Por José María Castillo
Hace poco más de dos siglos, España ganó la Guerra de la Independencia. Y con eso, mucha gente se pensó que los españoles habíamos garantizado nuestra libertad amenazada. Pero lo que realmente ocurrió es que, en España, en lugar de mandar los franceses, se puso a mandar el rey Fernando VII, que, en su pasión por someter a la gente, llegó a restablecer la Inquisición. La historia de nuestro país, su grandeza y su miseria, estaba ya simbolizada, por el genio de Cervantes: Don Quijote es la “resistencia” contra el destino, Sancho Panza es la “sumisión” del que se acomoda satisfecho a una situación dada (D. Bonhoeffer). “Resistencia y Sumisión”, dos tendencias inconscientes y profundas, que todos llevamos inoculadas en la sangre de nuestras ideas más queridas.
Pero ocurre que, en las últimas décadas, sin darnos cuenta de lo que realmente nos ha pasado, hemos sufrido un proceso de transformación, que traspasa todas las fronteras y nos ha afectado a todos hasta hacer de nosotros “otro tipo de persona”, otro modelo y otra manera de ser. El “cambio climático” es, a fin de cuentas, la más llamativa y peligrosa consecuencia del “cambio personal” que, sin pedirnos permiso, nos han inoculado.
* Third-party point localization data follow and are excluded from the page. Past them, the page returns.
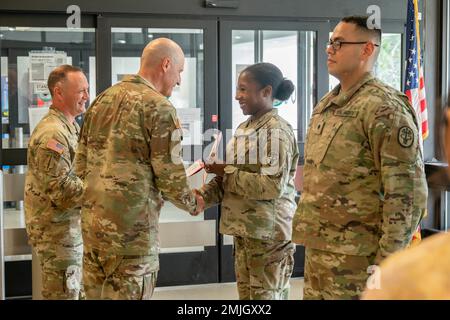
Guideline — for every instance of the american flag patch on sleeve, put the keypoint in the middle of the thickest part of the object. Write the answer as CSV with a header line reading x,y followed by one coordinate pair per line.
x,y
54,145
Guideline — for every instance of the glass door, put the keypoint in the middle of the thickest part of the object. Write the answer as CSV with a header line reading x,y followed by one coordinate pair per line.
x,y
294,48
189,252
30,50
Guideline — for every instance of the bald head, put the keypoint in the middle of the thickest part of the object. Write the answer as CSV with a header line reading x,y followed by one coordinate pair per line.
x,y
162,62
159,49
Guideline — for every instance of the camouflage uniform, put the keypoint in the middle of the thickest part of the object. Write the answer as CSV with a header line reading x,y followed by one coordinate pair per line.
x,y
364,185
52,205
421,272
258,202
129,160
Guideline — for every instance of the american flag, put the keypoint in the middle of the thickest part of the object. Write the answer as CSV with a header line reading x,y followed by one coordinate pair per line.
x,y
414,82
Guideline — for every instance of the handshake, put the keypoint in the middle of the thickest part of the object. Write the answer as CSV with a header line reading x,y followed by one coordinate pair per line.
x,y
200,203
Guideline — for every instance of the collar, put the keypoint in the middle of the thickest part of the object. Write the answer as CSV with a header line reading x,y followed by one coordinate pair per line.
x,y
258,123
138,79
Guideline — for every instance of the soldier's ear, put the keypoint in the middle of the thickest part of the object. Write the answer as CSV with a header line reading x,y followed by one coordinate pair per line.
x,y
165,64
57,91
267,92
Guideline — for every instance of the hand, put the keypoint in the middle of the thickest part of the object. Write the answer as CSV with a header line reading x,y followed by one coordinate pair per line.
x,y
200,203
216,168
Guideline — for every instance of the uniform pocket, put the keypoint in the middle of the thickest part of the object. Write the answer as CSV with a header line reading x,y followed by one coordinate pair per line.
x,y
320,140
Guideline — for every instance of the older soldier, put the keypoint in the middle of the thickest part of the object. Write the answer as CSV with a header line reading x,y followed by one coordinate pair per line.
x,y
422,272
256,187
364,183
128,160
53,191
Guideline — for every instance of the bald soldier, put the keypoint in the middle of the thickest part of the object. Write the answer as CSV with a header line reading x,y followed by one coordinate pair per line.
x,y
53,191
364,182
129,159
418,273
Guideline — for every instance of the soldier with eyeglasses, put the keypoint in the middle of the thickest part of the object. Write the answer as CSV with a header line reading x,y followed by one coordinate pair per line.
x,y
364,183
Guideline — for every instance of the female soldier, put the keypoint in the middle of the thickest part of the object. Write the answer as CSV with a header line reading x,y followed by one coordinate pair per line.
x,y
256,186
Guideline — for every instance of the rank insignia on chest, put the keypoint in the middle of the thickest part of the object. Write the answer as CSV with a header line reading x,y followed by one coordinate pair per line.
x,y
54,145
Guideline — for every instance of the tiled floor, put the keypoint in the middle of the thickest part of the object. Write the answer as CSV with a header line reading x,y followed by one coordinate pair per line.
x,y
215,291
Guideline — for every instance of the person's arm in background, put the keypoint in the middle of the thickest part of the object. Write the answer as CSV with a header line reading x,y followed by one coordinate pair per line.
x,y
62,185
269,183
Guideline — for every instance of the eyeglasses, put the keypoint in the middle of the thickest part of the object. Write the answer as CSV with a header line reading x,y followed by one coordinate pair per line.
x,y
337,44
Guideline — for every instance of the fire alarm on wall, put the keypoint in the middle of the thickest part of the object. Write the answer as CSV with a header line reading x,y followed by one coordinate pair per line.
x,y
230,4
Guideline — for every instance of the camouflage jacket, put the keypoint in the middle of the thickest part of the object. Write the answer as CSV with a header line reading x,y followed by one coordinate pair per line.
x,y
129,157
257,191
52,190
364,183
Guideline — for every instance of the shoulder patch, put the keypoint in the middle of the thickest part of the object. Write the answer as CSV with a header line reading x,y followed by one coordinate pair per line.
x,y
54,145
406,137
346,113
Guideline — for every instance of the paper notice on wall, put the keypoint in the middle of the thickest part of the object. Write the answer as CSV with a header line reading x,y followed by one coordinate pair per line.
x,y
42,63
190,120
35,115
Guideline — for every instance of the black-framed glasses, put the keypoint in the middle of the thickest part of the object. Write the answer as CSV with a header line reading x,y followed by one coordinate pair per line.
x,y
337,44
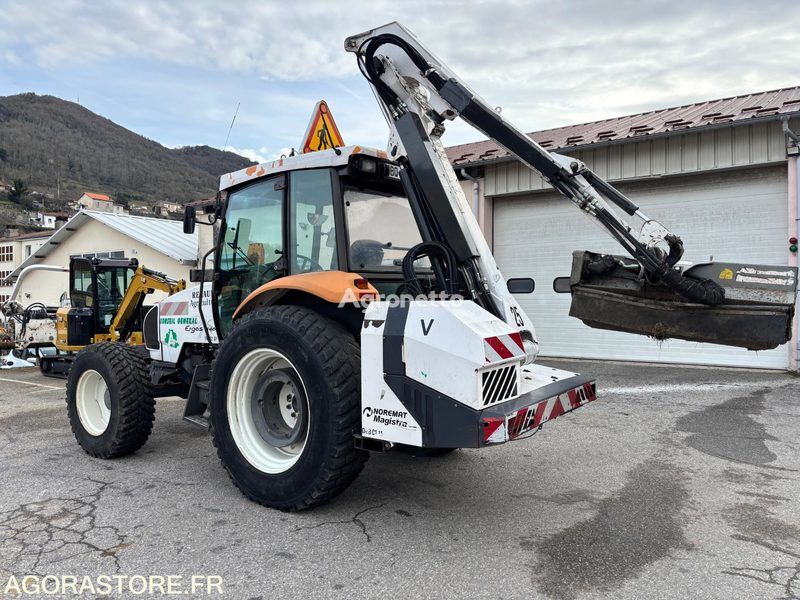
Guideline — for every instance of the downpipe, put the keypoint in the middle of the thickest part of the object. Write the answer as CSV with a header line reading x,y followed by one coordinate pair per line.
x,y
793,176
476,206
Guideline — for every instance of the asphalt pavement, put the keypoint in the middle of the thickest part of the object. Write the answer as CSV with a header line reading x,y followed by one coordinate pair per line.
x,y
676,483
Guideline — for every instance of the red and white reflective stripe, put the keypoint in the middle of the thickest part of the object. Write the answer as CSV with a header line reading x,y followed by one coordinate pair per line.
x,y
502,347
173,309
530,417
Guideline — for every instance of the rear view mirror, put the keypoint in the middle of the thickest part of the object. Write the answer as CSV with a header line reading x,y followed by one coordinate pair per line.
x,y
561,285
521,285
189,219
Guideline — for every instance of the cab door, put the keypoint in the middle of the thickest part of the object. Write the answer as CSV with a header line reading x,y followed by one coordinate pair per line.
x,y
251,246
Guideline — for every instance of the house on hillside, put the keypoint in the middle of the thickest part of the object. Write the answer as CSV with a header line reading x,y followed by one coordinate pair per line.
x,y
158,244
98,202
48,220
139,209
167,209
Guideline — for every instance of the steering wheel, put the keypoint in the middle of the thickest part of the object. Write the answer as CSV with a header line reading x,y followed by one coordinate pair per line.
x,y
304,262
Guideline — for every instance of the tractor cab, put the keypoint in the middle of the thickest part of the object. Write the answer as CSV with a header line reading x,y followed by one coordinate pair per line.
x,y
338,211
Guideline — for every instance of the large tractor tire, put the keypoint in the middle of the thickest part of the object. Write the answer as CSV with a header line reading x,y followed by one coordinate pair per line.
x,y
109,401
285,402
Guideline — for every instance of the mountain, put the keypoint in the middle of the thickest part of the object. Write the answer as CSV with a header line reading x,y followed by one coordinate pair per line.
x,y
45,140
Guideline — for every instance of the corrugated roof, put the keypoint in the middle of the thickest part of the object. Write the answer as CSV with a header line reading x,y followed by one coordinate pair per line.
x,y
761,105
162,235
28,236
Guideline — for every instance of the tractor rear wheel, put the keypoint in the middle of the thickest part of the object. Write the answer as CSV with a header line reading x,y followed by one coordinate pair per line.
x,y
109,401
284,400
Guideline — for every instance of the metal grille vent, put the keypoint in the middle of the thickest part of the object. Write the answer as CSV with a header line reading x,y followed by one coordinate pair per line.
x,y
500,384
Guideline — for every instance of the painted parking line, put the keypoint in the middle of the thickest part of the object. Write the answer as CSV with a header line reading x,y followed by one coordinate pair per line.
x,y
42,385
677,387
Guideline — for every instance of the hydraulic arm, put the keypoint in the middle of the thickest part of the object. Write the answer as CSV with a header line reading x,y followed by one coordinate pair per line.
x,y
418,94
145,281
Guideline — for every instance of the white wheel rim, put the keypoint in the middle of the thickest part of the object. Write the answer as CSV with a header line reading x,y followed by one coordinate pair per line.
x,y
93,402
256,450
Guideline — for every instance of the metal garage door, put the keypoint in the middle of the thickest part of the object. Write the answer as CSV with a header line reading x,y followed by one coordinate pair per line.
x,y
738,215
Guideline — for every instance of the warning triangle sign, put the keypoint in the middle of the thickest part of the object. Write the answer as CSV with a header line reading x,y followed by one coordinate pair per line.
x,y
322,133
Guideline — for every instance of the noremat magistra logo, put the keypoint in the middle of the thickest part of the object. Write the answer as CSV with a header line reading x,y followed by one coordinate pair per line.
x,y
385,416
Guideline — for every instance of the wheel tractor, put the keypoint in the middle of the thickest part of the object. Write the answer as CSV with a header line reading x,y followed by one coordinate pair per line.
x,y
353,304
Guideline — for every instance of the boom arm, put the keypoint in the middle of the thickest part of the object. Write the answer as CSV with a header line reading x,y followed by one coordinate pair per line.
x,y
144,282
417,94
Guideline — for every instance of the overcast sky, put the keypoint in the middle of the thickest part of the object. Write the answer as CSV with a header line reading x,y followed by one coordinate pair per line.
x,y
175,71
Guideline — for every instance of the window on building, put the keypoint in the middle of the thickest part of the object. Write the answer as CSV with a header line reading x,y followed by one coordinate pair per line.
x,y
113,254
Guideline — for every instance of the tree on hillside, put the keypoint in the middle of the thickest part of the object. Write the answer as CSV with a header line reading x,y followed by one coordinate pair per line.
x,y
18,191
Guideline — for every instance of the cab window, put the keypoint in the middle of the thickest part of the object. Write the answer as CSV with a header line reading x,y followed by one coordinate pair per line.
x,y
81,288
251,252
312,224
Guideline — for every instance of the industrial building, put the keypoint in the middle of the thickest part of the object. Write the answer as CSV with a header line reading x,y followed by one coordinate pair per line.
x,y
723,174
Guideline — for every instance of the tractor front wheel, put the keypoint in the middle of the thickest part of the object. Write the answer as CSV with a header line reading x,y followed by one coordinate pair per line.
x,y
109,402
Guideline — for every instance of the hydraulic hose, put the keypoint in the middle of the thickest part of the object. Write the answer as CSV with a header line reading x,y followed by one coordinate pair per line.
x,y
703,291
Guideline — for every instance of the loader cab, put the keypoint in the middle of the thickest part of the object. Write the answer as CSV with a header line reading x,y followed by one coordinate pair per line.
x,y
96,289
349,215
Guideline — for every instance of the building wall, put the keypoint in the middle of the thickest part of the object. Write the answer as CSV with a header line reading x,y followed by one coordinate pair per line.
x,y
676,154
93,236
20,250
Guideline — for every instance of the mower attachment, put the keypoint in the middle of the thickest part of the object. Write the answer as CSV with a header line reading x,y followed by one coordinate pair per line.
x,y
608,292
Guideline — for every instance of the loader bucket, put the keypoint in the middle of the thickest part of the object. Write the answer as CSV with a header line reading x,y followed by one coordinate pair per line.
x,y
756,314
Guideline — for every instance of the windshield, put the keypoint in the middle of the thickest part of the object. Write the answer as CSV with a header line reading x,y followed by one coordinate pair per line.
x,y
381,227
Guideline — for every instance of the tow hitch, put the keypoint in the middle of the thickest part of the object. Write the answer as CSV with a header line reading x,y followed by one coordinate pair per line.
x,y
609,292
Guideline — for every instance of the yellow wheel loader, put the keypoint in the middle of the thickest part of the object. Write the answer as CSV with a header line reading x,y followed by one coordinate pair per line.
x,y
105,303
352,303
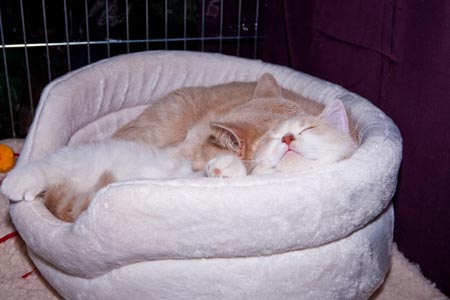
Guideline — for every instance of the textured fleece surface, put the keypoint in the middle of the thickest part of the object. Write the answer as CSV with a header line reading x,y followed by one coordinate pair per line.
x,y
323,234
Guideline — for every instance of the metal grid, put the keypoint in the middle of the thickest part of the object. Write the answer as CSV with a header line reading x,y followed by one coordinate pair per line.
x,y
42,40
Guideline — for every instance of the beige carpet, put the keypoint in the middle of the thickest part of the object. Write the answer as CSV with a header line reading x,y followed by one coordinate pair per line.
x,y
19,280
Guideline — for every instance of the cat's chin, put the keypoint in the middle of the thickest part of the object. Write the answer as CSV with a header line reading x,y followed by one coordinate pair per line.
x,y
291,161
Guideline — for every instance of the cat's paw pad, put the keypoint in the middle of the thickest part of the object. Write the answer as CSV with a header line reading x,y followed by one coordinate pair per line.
x,y
225,166
23,183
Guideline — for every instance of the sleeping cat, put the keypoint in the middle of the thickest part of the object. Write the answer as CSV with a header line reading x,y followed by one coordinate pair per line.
x,y
259,133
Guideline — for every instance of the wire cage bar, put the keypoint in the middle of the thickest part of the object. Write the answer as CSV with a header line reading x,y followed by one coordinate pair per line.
x,y
42,40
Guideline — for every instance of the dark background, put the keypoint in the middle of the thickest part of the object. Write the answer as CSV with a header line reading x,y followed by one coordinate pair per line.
x,y
397,55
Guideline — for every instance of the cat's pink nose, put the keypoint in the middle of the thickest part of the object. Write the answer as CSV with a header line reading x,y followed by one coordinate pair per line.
x,y
287,139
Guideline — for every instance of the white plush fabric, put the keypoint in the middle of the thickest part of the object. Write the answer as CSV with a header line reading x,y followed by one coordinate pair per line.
x,y
323,234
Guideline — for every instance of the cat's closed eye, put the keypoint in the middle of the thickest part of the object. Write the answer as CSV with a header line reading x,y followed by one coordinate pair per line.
x,y
306,129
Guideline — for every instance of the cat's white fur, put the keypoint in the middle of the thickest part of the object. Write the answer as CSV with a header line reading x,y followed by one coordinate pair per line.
x,y
317,140
83,165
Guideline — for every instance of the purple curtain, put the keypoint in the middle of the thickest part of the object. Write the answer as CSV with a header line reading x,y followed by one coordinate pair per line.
x,y
397,55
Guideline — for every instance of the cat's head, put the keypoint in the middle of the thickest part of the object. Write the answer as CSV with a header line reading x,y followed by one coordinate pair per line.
x,y
270,133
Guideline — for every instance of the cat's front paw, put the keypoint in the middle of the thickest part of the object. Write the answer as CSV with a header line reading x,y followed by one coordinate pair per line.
x,y
225,166
23,183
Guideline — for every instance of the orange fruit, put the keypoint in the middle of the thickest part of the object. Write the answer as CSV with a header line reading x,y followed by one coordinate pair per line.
x,y
7,158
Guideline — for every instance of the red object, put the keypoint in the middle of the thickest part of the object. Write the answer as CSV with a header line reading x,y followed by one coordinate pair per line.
x,y
28,274
287,139
8,236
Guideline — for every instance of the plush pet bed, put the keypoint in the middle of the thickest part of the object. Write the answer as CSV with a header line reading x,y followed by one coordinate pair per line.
x,y
322,234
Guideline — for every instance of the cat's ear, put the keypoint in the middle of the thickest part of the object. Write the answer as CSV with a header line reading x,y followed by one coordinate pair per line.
x,y
226,135
267,87
335,114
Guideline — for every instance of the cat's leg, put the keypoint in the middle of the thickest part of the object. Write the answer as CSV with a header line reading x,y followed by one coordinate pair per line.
x,y
225,166
28,181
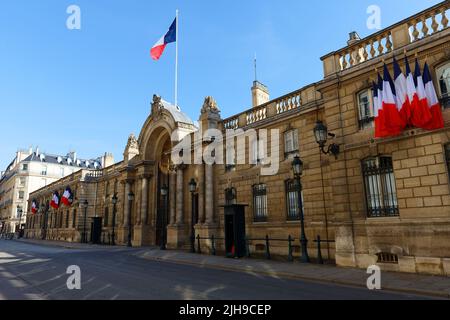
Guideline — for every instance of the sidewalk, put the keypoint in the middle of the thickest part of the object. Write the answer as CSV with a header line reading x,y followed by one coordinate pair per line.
x,y
391,281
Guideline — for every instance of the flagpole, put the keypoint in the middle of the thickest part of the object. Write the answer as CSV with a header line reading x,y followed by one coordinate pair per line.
x,y
176,62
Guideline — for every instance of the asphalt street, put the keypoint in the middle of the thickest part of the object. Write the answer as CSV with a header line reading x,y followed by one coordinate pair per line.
x,y
29,271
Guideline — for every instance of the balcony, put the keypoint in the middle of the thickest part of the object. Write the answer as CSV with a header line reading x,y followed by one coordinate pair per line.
x,y
293,102
411,30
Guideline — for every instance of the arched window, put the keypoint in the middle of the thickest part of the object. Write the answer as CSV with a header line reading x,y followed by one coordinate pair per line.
x,y
365,109
443,76
379,183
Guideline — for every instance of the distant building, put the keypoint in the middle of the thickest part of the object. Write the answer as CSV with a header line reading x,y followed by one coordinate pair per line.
x,y
31,170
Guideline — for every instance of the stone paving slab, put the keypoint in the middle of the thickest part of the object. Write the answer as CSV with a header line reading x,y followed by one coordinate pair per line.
x,y
399,282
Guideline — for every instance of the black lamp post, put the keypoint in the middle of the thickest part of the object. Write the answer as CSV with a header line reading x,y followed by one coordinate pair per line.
x,y
297,168
192,189
321,134
20,211
84,205
130,203
164,192
113,235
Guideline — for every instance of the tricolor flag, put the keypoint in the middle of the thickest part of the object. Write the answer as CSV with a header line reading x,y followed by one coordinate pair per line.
x,y
55,200
391,116
67,197
401,95
34,207
420,113
436,122
169,37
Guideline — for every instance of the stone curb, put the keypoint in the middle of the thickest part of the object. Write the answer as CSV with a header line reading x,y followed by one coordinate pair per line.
x,y
438,294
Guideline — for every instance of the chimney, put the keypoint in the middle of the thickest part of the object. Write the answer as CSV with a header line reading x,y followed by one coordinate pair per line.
x,y
260,94
107,160
353,38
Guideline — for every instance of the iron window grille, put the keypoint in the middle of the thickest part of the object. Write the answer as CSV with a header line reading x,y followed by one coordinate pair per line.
x,y
290,142
447,156
106,217
292,192
365,109
260,203
380,189
230,196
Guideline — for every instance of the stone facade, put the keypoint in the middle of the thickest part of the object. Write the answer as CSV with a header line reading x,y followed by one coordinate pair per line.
x,y
413,237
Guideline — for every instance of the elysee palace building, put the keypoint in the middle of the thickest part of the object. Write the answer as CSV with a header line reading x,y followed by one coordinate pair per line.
x,y
381,201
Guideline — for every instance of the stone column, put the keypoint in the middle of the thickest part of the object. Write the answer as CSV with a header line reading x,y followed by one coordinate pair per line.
x,y
201,193
172,195
180,213
144,200
209,194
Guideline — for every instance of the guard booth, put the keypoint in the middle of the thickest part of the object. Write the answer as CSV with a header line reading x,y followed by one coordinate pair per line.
x,y
235,230
96,230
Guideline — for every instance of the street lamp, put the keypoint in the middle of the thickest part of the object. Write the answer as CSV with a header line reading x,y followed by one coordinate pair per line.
x,y
192,189
130,203
297,168
84,205
114,201
20,211
164,192
321,134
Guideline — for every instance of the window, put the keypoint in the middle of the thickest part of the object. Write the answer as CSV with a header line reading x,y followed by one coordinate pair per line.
x,y
379,183
257,151
260,203
290,142
443,76
292,191
365,109
106,217
230,196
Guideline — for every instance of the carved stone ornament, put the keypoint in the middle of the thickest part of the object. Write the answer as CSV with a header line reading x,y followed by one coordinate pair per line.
x,y
210,105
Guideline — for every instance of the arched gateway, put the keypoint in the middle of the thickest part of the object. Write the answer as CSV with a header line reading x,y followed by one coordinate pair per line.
x,y
150,171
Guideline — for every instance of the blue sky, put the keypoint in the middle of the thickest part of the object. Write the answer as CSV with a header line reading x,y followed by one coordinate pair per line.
x,y
88,89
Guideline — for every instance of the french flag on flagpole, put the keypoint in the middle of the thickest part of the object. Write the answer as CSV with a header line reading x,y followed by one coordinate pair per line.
x,y
34,207
55,200
391,116
420,113
67,197
402,100
437,121
171,36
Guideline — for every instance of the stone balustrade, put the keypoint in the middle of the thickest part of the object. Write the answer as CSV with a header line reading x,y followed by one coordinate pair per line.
x,y
285,104
410,30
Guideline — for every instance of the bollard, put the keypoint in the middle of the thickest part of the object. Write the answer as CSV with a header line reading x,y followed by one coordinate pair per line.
x,y
290,257
247,247
267,248
213,246
319,251
198,245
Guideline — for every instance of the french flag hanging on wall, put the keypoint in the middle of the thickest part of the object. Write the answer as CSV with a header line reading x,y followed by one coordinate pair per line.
x,y
55,200
169,37
67,197
437,121
34,207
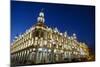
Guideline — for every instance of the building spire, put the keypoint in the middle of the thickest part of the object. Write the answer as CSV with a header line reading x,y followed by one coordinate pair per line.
x,y
41,16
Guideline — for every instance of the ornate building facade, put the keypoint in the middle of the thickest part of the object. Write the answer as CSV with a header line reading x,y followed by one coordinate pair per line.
x,y
42,44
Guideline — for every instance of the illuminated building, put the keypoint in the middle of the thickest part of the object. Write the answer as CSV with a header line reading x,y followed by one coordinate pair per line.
x,y
42,44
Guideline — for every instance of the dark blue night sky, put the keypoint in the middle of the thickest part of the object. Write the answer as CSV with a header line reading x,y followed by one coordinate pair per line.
x,y
71,18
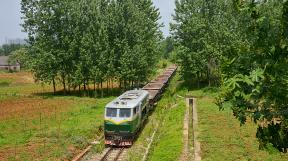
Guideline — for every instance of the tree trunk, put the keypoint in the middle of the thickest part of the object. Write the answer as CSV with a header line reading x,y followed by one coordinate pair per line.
x,y
107,86
54,86
112,86
101,89
64,84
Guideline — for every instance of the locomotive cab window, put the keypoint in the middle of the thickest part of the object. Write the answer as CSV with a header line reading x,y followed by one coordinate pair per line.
x,y
111,112
125,112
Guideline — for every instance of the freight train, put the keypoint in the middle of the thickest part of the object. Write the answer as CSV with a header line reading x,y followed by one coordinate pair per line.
x,y
125,115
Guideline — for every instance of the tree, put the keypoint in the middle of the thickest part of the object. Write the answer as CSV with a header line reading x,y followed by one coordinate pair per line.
x,y
255,78
201,30
82,41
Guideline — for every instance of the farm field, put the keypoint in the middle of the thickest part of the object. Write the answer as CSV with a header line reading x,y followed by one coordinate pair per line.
x,y
44,127
222,137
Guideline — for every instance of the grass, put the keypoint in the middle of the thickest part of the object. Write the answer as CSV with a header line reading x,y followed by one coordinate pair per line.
x,y
52,135
39,127
222,137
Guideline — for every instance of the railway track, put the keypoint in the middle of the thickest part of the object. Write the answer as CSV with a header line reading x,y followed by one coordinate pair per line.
x,y
112,154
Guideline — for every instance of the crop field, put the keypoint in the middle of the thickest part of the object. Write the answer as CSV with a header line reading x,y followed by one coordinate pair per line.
x,y
44,127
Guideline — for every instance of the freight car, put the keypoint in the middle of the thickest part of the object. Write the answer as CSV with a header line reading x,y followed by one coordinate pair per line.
x,y
125,115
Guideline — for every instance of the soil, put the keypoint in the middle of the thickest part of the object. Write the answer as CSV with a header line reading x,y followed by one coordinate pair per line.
x,y
31,107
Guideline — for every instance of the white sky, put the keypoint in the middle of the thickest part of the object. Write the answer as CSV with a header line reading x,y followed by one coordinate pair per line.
x,y
10,18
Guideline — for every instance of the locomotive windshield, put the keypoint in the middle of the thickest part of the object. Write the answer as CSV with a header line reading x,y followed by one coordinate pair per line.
x,y
125,112
111,112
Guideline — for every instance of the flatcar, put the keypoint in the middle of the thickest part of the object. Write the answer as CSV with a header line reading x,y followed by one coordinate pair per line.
x,y
125,115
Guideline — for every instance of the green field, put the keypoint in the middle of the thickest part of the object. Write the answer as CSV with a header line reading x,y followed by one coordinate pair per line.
x,y
45,127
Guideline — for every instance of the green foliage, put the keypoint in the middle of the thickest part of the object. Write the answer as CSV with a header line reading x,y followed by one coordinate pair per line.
x,y
79,42
255,75
167,46
243,46
221,136
201,34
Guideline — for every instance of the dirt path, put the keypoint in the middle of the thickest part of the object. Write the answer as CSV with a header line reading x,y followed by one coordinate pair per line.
x,y
185,153
197,149
191,113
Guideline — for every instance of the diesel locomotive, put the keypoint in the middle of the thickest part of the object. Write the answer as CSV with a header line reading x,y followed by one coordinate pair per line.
x,y
125,115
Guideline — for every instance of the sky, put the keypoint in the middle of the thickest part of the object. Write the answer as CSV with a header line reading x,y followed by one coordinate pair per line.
x,y
10,18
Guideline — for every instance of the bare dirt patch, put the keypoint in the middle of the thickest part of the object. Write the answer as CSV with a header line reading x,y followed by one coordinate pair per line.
x,y
18,78
31,107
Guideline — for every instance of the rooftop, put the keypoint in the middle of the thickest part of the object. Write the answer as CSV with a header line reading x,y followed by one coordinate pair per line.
x,y
4,61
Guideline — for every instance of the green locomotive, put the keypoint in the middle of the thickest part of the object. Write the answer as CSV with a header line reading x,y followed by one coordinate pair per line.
x,y
124,117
No es posible, en esta reducida reflexión, analizar y explicar los contenidos y las consecuencias de este cambio. Pero, entre esas consecuencias, hay una que es determinante, cuando estamos hablando de “independencia”. Si es que, por independencia entendemos la libertad respecto al poder que nos domina, la clave del cambio, que nos han inoculado, está en que el “poder opresor”, que no soportamos, se ha convertido en “poder seductor”, que nos complace hasta hacernos ver la vida como realmente no es. El conocido profesor alemán (de origen coreano) Byung-Chul Han lo ha explicado con sencillez: cuando pensamos que somos más libres que nunca, en realidad estamos más controlados que nunca. La tecnología, las redes sociales, los medios de que dispone el poder, todo eso ha creado una situación que nadie sabe explicar exactamente en qué consiste, pero que en realidad “seduce en lugar de prohibir, no se enfrenta al sujeto, le da facilidades”. De ahí, las independencias que tanto apetecemos, pero que en realidad lo que hacen es someternos más a todos.
¿Tiene esto solución? No la esperemos de los poderes que precisamente la han provocado y la sostienen. No son los poderes seductores y opresores los que nos van a sacar las castañas del fuego. Yo aquí aporto lo que puedo. Por el Evangelio sabemos que Jesús nació, vivió y murió en un pueblo sometido por el Imperio de entonces, Roma. Como es lógico, aquel pueblo oprimido anhelaba la independencia. Y Jesús se identificó con ese anhelo. Pero también es verdad que Jesús se dio cuenta de que la clave del proceso no estaba en el enfrentamiento con Roma. La solución estaba en cada ciudadano. Jesús se lo dijo a Nicodemo: “Tenéis que nacer de nuevo” (Jn 3, 7). Sólo así, seréis libres como el viento, que “sopla donde quiere… y “no sabes de dónde viene ni adónde va” (Jn 3, 8).
Esto es lo que no nos entra en la cabeza. La solución no es el cambio de los que mandan, sino el cambio de nosotros mismos, los que nos sometemos pensando que somos libres o buscamos libertad, cuando en realidad lo que nos seduce y puede con nosotros es la sumisión. “Hoy la libertad se convierte, por diferentes vías, en coacción” (Byung-Chul Han). Y así vivimos: encantados con el que mejor nos somete. Así, ya podemos seguir soñando con la independencia o dando leyes para prohibirla. A fin de cuentas, todo se reducirá a que Don Quijote va ahora montado en el borrico que llevaba a Sancho Panza.